Adams has lived in the Rochester area for 10 years, but his career has taken him through southern markets in Georgia and the Carolinas. A Louisiana native, Adams began his career with Merrill Lynch as a financial adviser in Raleigh, North Carolina. From there, he went to Atlanta, then to South Carolina before taking over as Merrill Lynch’s Western New York market leader.
Beginning on July 1, following the eight-year run of former market president John Pitton, Adams outlined his vision for the future of the Rochester market: one focused on growth, development and, most importantly, the people who make up the community.
“It’s so interesting to see how Rochester has changed over the years,” Adams said. “Most of the employment was based around Kodak and Xerox, and as those organizations shrunk their workforces here, you saw a wealth of small businesses pop up. One of the biggest things we do locally is through two avenues; one is working in our ability to invest in the community and help small businesses start, as well as grow as they’re continuing to grow in the community.”
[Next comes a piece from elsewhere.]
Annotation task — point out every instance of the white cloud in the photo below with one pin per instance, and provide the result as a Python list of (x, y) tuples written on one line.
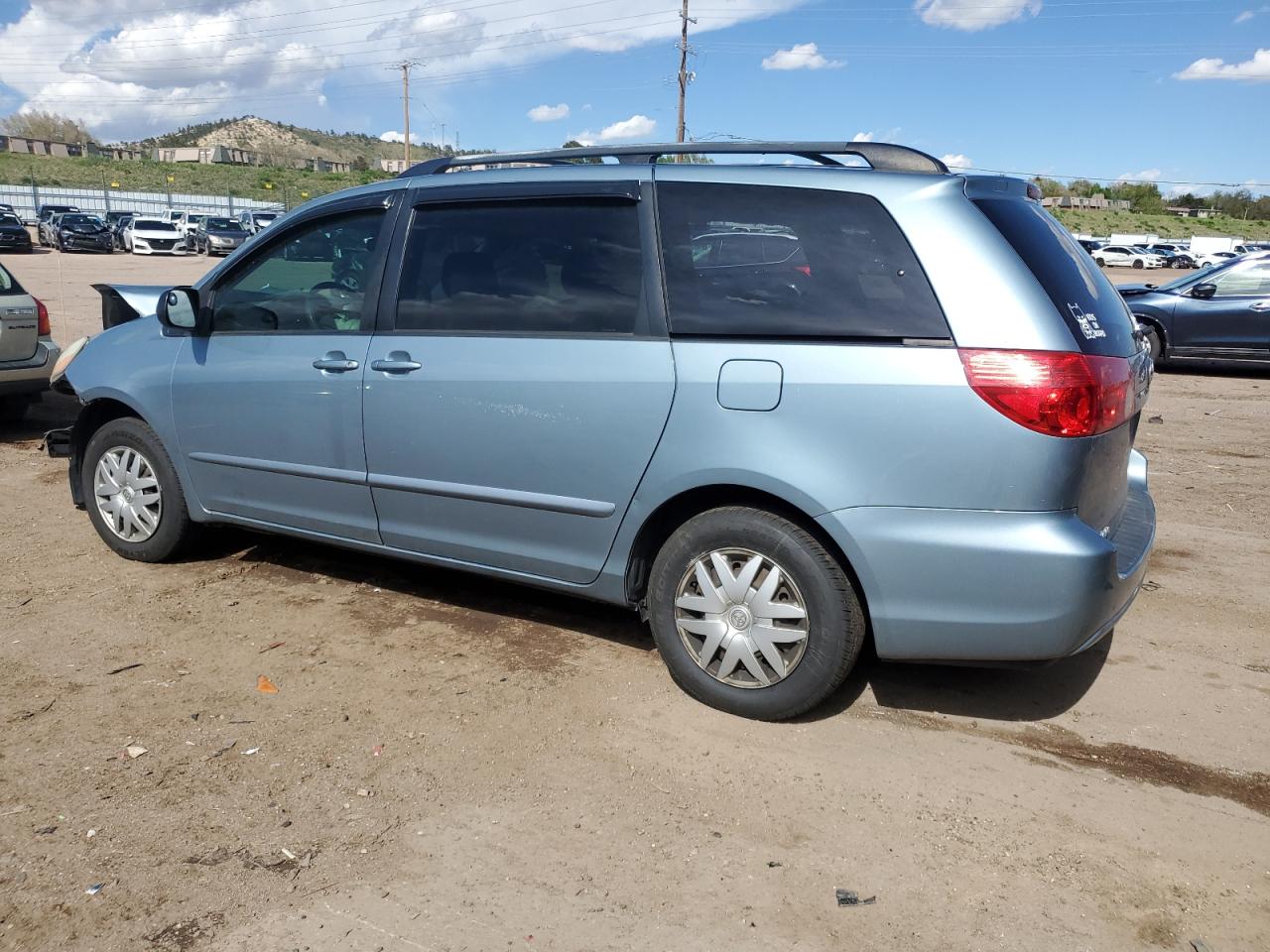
[(635, 127), (974, 14), (1144, 176), (549, 113), (394, 136), (132, 70), (801, 56), (1255, 70)]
As part of an effort to support a region with a growing small business market, Adams emphasized the importance of collaborating with local community development groups. One such group is PathStone, a nonprofit community development organization. Along with such services as vocational training and career counseling, PathStone Enterprise Center offers loans and resources to help small businesses get off the ground. In 2015, the Bank of America Foundation offered a total of $161,500 in grants to PathStone along with 11 other local nonprofits, including The YMCA of Greater Rochester’s Urban Teen Leadership Club, Flower City Habitat for Humanity and the Veteran’s Outreach Center.
“What they [PathStone] do is make microloans smaller than most banks would be willing to do,” Adams said. “So really, really small businesses, and we’re able to work them and provide funding for them to go into the community and play a part in what has become a very vibrant, young business economy in Rochester.”
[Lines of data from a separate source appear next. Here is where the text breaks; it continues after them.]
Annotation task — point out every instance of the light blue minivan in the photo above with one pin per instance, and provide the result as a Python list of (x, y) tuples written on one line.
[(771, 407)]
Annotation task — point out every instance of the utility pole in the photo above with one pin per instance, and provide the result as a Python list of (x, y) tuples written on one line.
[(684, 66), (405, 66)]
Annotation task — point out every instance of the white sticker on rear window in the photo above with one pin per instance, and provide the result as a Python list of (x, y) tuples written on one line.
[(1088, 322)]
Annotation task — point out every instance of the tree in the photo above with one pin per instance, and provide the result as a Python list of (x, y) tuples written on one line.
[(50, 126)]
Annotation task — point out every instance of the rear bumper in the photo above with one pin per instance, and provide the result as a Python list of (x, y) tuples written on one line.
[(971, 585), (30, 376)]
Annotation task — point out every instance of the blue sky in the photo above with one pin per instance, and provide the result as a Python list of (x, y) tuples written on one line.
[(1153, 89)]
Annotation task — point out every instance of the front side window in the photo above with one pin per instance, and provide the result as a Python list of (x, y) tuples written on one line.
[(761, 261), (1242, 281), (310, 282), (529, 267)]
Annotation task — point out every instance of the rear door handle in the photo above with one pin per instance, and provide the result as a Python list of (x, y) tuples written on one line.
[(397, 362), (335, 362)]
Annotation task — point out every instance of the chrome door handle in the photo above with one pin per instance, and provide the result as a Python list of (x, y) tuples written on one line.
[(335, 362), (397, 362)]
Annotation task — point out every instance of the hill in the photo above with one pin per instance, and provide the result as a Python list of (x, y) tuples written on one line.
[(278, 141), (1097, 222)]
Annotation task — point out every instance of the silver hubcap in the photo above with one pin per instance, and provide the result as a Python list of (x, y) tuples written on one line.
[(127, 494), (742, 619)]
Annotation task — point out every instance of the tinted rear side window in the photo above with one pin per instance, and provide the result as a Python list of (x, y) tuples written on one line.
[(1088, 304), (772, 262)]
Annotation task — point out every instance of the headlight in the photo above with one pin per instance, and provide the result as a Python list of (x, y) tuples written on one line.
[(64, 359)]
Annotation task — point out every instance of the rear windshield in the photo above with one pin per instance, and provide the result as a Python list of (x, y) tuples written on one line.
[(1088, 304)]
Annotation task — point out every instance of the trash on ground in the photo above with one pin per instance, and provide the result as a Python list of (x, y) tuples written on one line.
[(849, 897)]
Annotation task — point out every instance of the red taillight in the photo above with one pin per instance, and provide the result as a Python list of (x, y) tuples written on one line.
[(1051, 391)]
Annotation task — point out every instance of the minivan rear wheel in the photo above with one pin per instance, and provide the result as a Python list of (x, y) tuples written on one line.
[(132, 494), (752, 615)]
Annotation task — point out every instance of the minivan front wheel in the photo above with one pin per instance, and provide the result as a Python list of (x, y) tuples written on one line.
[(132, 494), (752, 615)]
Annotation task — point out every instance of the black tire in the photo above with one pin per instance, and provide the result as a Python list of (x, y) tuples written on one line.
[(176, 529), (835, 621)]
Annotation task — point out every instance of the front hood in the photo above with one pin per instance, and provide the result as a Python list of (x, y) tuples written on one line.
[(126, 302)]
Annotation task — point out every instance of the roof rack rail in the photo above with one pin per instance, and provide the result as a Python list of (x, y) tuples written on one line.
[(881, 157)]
This ethos of development is one Adams believes begins in knowing the community and the people that call it home.
“When I was in Columbia, South Carolina, it was really about spending time out in the community with our clients more,” Adams said. “I did a lot of work directly with our financial advisers and our clients.”
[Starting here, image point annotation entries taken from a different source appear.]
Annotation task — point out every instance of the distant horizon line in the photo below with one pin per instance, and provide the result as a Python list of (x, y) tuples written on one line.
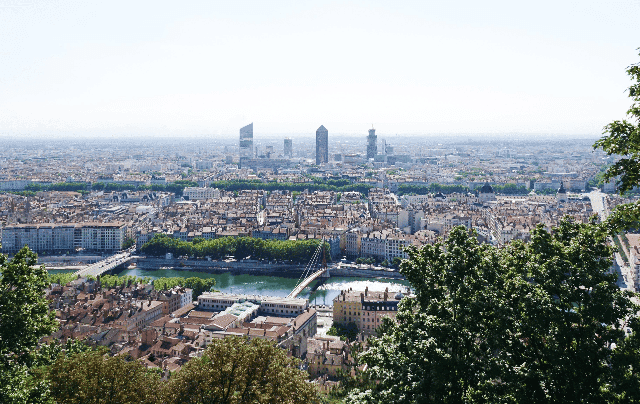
[(272, 136)]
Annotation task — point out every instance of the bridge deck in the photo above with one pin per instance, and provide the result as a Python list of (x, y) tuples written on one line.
[(306, 282), (105, 265)]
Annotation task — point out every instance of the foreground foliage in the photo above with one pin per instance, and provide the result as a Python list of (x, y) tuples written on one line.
[(540, 322), (24, 319), (234, 370), (93, 377)]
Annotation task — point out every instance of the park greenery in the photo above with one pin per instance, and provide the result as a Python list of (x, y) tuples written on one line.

Now in a prestigious position in Rochester, Adams doesn’t intend to abandon this concept. Instead, he emphasizes repeatedly engaging people, be they employees of the company, clients or associates.
“I’m looking forward to spending a lot more time with our employees and our associates,” Adams said. “I think what’s really important to me as a leader is that it’s all about our people. If our people believe that this is the best place to work and they have opportunities for advancement, it creates an environment where we can be very competitive in the landscape.”
Simple endeavors of engagement allow Adams to meet this goal and help him better see how positive corporate policy and treatment of workers creates an environment where people flock to work. One such program is the Ally Program. Launched in 2013 as a way to provide educational and volunteer training to support LGBT team members, Adams pointed to it as a key source of pride.
“It’s really a program meant to help people feel welcome as their whole selves at work,” Adams said.
In describing the many stories he’s heard from employees since taking the position, Adams pointed to an employee returning from paternity leave as an ideal example.
In 2016, Bank of America extended paid parental leave from 12 to 16 weeks.
“For him to be able to spend that time to give his child a new, loving environment to come into, it’s just critically important,” Adams said. “That’s the fun part to me, for the last 10 years I’ve worked for the Merrill Lynch associates in town, but I haven’t been able to spend as much time with the broader organization. It’s enriching to me to spend time with them and get to know them.”